Sidoarjo – Politisi Partai Gerindra Bambang Haryo Soekartono memperingati hari batik Nasional yang diperingati pada 2 oktober setiap tahunnya, di rumah batik, Desa Juwet Kenongo, Kecamatan Porong Sidoarjo.

Dalam kedatangannya, anggota DPR-RI periode 2014-2019 ini disambut langsung para pengrajin dan pembatik. Pada kesempatan itu, BHS sapaan akrabnya melihat langsung proses pembuatan batik dan ecoprint.
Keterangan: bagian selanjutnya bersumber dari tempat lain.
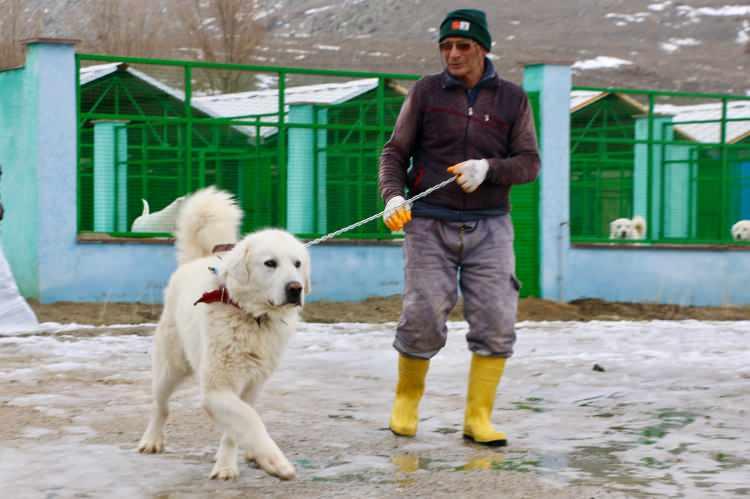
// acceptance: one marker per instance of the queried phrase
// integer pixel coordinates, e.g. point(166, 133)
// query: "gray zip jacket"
point(441, 124)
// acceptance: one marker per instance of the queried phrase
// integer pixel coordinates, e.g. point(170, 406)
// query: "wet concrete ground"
point(663, 414)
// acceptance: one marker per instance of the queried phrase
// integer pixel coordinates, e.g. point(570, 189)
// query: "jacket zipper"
point(469, 114)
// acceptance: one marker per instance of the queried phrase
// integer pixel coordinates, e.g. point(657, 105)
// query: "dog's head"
point(625, 228)
point(621, 228)
point(741, 230)
point(266, 272)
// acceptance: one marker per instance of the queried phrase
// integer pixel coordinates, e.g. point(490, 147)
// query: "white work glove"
point(396, 218)
point(470, 174)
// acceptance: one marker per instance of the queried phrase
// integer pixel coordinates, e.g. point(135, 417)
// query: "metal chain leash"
point(369, 219)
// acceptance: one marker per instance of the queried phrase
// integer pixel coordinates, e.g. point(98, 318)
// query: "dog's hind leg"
point(250, 396)
point(226, 459)
point(167, 372)
point(243, 424)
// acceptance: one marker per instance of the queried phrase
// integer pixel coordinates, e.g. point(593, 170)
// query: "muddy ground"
point(377, 310)
point(663, 415)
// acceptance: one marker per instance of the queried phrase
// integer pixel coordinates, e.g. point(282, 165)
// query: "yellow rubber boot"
point(409, 391)
point(484, 376)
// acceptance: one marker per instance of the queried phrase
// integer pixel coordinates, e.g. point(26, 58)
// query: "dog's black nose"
point(294, 293)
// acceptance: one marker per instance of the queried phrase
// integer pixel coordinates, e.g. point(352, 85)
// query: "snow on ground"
point(600, 62)
point(664, 413)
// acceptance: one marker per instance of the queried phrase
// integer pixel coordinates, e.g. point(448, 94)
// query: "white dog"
point(163, 220)
point(227, 318)
point(741, 230)
point(625, 228)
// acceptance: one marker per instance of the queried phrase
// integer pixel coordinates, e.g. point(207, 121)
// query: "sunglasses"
point(460, 46)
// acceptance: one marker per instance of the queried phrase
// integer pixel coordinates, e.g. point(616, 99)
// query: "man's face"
point(462, 57)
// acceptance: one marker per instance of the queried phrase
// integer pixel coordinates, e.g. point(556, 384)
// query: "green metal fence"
point(299, 148)
point(679, 160)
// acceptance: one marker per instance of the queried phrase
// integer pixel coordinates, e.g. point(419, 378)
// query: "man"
point(467, 122)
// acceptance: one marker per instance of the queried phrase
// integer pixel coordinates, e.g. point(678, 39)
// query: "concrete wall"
point(19, 186)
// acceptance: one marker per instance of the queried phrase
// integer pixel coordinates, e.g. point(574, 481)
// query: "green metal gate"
point(525, 205)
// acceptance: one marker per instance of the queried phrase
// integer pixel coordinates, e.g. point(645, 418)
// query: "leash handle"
point(369, 219)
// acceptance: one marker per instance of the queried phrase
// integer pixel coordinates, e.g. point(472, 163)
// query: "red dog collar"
point(220, 295)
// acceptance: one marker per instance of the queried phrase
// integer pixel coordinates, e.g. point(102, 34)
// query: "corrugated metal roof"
point(244, 104)
point(682, 116)
point(582, 98)
point(261, 102)
point(710, 132)
point(91, 73)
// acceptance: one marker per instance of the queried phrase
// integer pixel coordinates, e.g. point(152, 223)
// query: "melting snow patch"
point(623, 19)
point(658, 7)
point(743, 34)
point(673, 44)
point(600, 62)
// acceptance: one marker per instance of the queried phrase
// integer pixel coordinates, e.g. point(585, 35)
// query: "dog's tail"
point(639, 224)
point(207, 218)
point(146, 208)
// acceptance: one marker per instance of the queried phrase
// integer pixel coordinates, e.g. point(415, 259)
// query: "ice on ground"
point(663, 413)
point(600, 62)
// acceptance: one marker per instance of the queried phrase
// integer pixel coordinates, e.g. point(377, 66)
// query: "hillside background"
point(696, 46)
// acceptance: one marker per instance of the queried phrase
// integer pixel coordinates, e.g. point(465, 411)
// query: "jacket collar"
point(489, 77)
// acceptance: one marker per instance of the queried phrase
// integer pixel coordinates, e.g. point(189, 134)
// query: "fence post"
point(553, 82)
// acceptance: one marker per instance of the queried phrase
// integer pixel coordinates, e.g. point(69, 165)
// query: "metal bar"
point(188, 75)
point(247, 67)
point(283, 167)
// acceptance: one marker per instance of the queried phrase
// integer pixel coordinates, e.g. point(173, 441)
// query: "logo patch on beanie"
point(461, 25)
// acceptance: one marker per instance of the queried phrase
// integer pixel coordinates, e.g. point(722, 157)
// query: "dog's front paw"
point(151, 445)
point(276, 464)
point(223, 471)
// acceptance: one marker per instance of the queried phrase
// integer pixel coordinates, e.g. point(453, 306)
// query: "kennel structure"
point(171, 128)
point(142, 137)
point(680, 160)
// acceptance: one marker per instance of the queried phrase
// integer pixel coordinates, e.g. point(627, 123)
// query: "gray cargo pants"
point(481, 255)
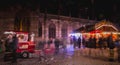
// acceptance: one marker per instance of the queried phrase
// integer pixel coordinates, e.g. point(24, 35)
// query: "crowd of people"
point(103, 42)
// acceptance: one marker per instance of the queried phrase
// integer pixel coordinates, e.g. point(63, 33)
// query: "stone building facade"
point(43, 25)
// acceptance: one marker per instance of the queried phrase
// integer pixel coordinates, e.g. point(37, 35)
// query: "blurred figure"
point(50, 41)
point(14, 46)
point(111, 46)
point(57, 43)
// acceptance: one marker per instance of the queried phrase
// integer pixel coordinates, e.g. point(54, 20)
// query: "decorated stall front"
point(101, 29)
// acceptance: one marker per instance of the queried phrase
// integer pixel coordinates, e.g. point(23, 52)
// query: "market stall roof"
point(102, 26)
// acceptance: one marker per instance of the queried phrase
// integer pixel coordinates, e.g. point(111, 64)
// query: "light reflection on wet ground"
point(67, 56)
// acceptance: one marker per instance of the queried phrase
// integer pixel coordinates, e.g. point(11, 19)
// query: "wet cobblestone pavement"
point(64, 59)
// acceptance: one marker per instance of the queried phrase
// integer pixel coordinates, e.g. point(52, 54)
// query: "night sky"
point(92, 9)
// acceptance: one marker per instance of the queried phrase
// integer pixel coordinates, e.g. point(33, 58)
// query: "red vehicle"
point(26, 43)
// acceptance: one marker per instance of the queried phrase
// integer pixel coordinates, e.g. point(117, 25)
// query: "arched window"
point(64, 30)
point(40, 29)
point(52, 30)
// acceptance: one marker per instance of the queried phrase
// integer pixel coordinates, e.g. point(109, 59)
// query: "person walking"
point(111, 46)
point(14, 46)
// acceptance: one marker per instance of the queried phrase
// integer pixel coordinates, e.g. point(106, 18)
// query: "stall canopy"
point(102, 26)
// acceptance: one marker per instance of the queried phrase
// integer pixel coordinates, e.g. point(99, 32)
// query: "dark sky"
point(92, 9)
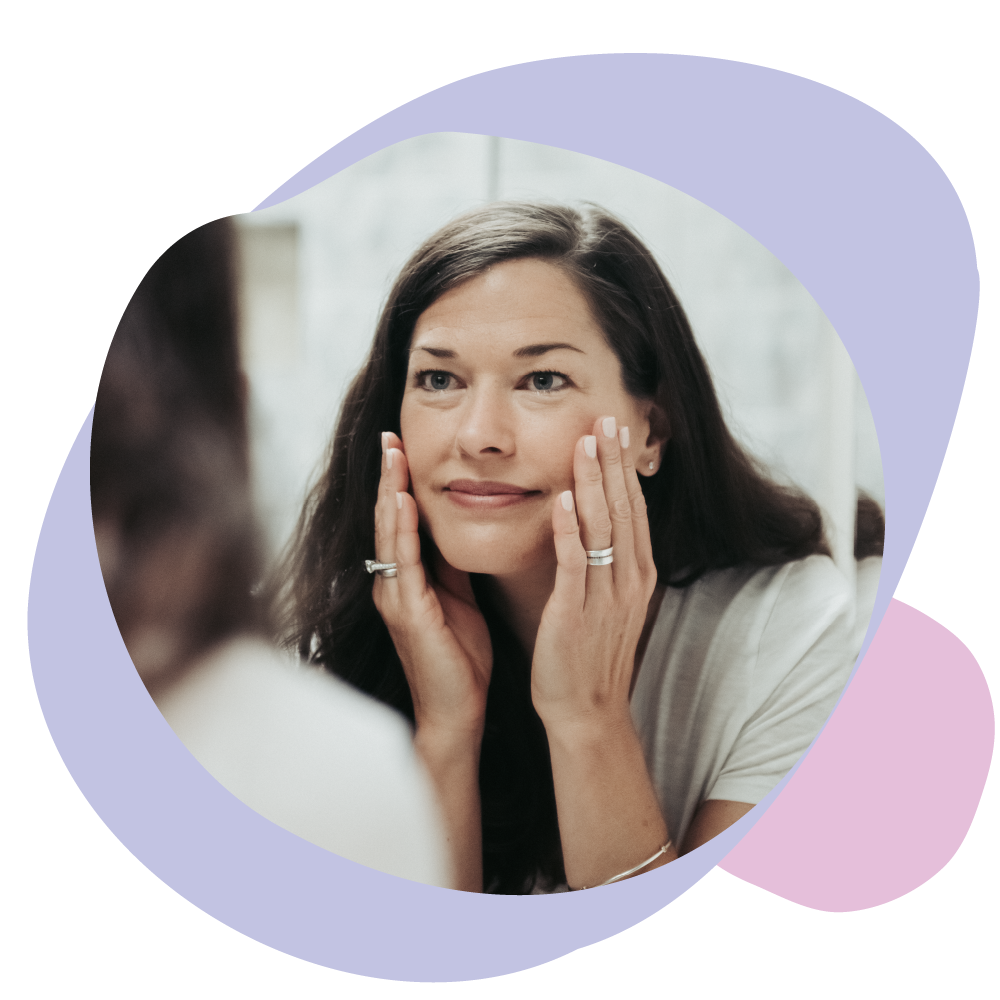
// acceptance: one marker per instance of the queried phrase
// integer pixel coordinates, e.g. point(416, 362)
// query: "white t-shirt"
point(312, 755)
point(741, 671)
Dikatakan BHS, Pemerintah harus membantu pemasaran daripada hasil pengerajin batik. Dengan cara mengajak semua komponen masyarakat terutama kedinasan untuk menggunakan batik dalam pertemuan formal, karena batik merupakan warisan budaya bangsa.

“Wajib hukumnya pegawai di lingkungan pemerintahan menggunakan batik dalam hari tertentu apalagi acara formal. Di Sidoarjo, masih punya 50 pengerajin batik yang harus diperhatikan,” Imbuh BHS, Senin (2/10).

BHS yang kini kembali mencalonkan diri sebagai Calon Anggota legislatif Dapil Jatim 1 (Surabaya-Sidoarjo) meminta setiap perusahaan yang ada di Sidoarjo untuk dapat berkontribusi merawat warisan budaya itu dengan mewajibkan menggunakan batik dalam hari tertentu.

“Hal itu dapat mendongkrak produksi batik. Selain itu bantuan permodalan untuk para pengerajin juga wajib diutamakan, baik melalui kredit usaha dengan suku bunga rendah,” tegasnya.

Sementara itu, moment peringatan hari batik ini semakin meriah dengan kejutan kue ulang tahun yang disampaikan langsung oleh BHS bersama tim BHS Peduli. Kue itu diterima oleh pemilik rumah batik Dyah dan kemudian bersama-sama melakukan pemotongan kue.